Interestingly, 27.21 per cent of those surveyed had a DirectX 10 graphics card, but had still decided to stick with Windows XP, resisting the lure of features such as DirectX 10’s Geometry Shader.
That said, while most gamers are sticking to the classic OS, the 64-bit version of Windows 7 is steadily climbing up the popularity charts. The new OS has already claimed 19.5 per cent of Steam users; a climb of 3.9 per cent that means it’s already overtaken the 32-bit version of Vista as the second most popular operating system.
The increasing popularity of the 64-bit OS also corresponds with the mounting popularity of systems with 4GB of RAM. Although most systems either have 2GB or 3GB of RAM, 4GB systems have increased in number by around 1.5 per cent since the last survey, making up 16.5 per cent of overall Steam users.
In terms of brands, Intel and Nvidia are currently leading the pack by a long way. Intel currently commands 69 per cent of the processors, while Nvidia has taken charge of 65 per cent of the graphics cards.
It’s not all bad news for AMD, though. While most of the overall graphics cards detected have Nvidia chips, ATI’s Radeon HD 4800-series is quickly closing in on Nvidia’s GeForce 8800-series at the top of the chart, with both series commanding just over nine per cent of the graphics arena.
Meanwhile, dual-core CPUs are leading the charge, with a dominating share of 56.5 per cent.

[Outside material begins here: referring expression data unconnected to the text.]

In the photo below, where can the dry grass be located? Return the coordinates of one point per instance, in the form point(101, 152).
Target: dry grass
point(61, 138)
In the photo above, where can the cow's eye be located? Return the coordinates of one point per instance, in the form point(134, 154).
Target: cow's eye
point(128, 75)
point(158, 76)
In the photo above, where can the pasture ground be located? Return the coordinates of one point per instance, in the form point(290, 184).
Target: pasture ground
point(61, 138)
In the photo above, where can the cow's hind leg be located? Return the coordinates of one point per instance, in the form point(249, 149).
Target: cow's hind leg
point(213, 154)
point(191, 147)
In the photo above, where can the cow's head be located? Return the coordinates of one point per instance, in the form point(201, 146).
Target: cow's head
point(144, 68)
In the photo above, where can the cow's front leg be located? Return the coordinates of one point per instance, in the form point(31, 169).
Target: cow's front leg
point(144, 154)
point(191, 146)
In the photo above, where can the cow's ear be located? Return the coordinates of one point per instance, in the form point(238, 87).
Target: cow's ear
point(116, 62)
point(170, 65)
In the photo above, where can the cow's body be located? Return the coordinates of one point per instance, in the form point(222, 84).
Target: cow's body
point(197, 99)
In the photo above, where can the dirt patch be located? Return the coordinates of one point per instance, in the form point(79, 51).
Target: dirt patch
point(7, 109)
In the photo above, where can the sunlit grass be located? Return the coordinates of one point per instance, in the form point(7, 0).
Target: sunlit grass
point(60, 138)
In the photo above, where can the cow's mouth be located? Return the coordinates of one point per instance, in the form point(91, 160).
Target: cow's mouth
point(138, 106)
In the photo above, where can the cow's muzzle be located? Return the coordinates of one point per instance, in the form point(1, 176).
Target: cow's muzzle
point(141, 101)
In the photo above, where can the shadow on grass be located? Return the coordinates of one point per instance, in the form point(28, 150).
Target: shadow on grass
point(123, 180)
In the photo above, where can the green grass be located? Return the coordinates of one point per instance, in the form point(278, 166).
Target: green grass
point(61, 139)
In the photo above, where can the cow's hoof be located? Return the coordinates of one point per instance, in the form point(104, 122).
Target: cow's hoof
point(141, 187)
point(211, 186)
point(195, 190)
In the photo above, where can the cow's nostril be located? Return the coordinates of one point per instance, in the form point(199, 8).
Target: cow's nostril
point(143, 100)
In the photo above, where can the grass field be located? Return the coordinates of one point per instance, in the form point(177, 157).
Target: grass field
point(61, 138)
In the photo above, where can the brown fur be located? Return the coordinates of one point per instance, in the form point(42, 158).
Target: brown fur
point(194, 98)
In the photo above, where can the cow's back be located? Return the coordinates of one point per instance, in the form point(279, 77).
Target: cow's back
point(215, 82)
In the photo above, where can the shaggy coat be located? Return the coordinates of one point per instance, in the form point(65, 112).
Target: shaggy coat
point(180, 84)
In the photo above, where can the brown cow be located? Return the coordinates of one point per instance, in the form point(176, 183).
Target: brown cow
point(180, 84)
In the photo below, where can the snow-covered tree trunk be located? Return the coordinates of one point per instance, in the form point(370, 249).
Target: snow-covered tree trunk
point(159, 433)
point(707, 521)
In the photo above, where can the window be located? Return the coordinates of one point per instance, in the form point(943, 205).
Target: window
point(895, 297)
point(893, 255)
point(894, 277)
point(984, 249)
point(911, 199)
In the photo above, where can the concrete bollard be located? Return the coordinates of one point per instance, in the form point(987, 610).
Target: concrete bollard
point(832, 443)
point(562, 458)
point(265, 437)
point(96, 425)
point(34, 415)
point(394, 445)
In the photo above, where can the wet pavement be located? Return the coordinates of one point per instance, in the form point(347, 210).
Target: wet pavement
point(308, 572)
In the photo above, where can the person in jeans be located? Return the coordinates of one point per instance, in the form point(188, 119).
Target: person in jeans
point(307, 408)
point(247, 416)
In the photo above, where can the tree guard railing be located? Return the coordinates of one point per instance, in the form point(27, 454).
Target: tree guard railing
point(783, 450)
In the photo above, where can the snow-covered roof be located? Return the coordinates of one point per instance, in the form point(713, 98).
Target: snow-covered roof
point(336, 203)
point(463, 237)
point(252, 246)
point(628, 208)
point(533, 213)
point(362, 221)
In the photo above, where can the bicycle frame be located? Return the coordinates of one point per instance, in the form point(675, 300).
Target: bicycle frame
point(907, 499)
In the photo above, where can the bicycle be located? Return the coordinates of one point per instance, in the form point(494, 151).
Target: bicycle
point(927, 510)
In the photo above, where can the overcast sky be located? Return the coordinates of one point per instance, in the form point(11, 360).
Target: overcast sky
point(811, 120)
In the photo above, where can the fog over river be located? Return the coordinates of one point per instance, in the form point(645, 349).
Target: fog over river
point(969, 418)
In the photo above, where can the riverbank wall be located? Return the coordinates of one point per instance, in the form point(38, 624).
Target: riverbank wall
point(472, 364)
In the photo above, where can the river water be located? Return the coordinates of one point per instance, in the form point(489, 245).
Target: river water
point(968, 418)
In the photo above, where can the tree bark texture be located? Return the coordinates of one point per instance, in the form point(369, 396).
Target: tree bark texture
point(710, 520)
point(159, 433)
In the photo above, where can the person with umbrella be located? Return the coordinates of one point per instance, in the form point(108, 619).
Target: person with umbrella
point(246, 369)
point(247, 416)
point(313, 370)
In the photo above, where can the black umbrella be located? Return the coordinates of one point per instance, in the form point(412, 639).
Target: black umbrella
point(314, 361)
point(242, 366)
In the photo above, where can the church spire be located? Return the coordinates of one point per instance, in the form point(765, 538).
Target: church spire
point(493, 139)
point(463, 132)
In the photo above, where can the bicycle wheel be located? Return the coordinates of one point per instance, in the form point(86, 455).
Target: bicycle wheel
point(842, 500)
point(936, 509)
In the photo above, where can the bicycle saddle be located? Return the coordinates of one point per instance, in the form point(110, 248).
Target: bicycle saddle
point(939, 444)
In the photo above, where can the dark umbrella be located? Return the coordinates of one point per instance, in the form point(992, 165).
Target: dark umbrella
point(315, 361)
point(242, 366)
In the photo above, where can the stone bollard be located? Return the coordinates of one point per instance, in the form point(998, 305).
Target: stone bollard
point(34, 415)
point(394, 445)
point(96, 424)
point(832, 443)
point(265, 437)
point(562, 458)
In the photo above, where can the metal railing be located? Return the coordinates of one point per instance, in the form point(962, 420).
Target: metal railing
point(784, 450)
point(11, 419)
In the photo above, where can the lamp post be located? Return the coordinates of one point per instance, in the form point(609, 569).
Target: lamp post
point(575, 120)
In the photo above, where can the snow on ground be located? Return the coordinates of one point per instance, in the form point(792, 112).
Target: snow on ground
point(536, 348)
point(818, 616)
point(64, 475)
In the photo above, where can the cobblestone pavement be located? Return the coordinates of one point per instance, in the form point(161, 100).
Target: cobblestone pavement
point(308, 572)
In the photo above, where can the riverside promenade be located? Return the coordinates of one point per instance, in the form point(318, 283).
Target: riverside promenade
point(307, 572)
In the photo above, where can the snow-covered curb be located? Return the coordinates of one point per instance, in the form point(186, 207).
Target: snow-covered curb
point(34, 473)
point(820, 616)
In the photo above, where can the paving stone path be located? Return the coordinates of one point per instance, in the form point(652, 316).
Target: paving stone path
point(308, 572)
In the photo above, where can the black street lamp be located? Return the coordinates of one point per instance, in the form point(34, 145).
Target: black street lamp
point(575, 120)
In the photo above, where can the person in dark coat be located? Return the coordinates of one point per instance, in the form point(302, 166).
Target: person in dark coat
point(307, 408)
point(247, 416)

However, it’s worth noting that quad-core CPUs are steadily becoming more popular at 24 per cent, while old-school single-core CPUs are evidently being phased out with a share of a just 18 per cent.
Finally, it looks as though the days of the gaming sound card could be severely numbered. A whopping 40 per cent of Steam users are currently just using integrated Realtek HD audio, and similar integrated systems make up the majority of the rest of the audio subsystems. As a point of comparison only three per cent of Steam users had a Sound Blaster X-Fi system detected.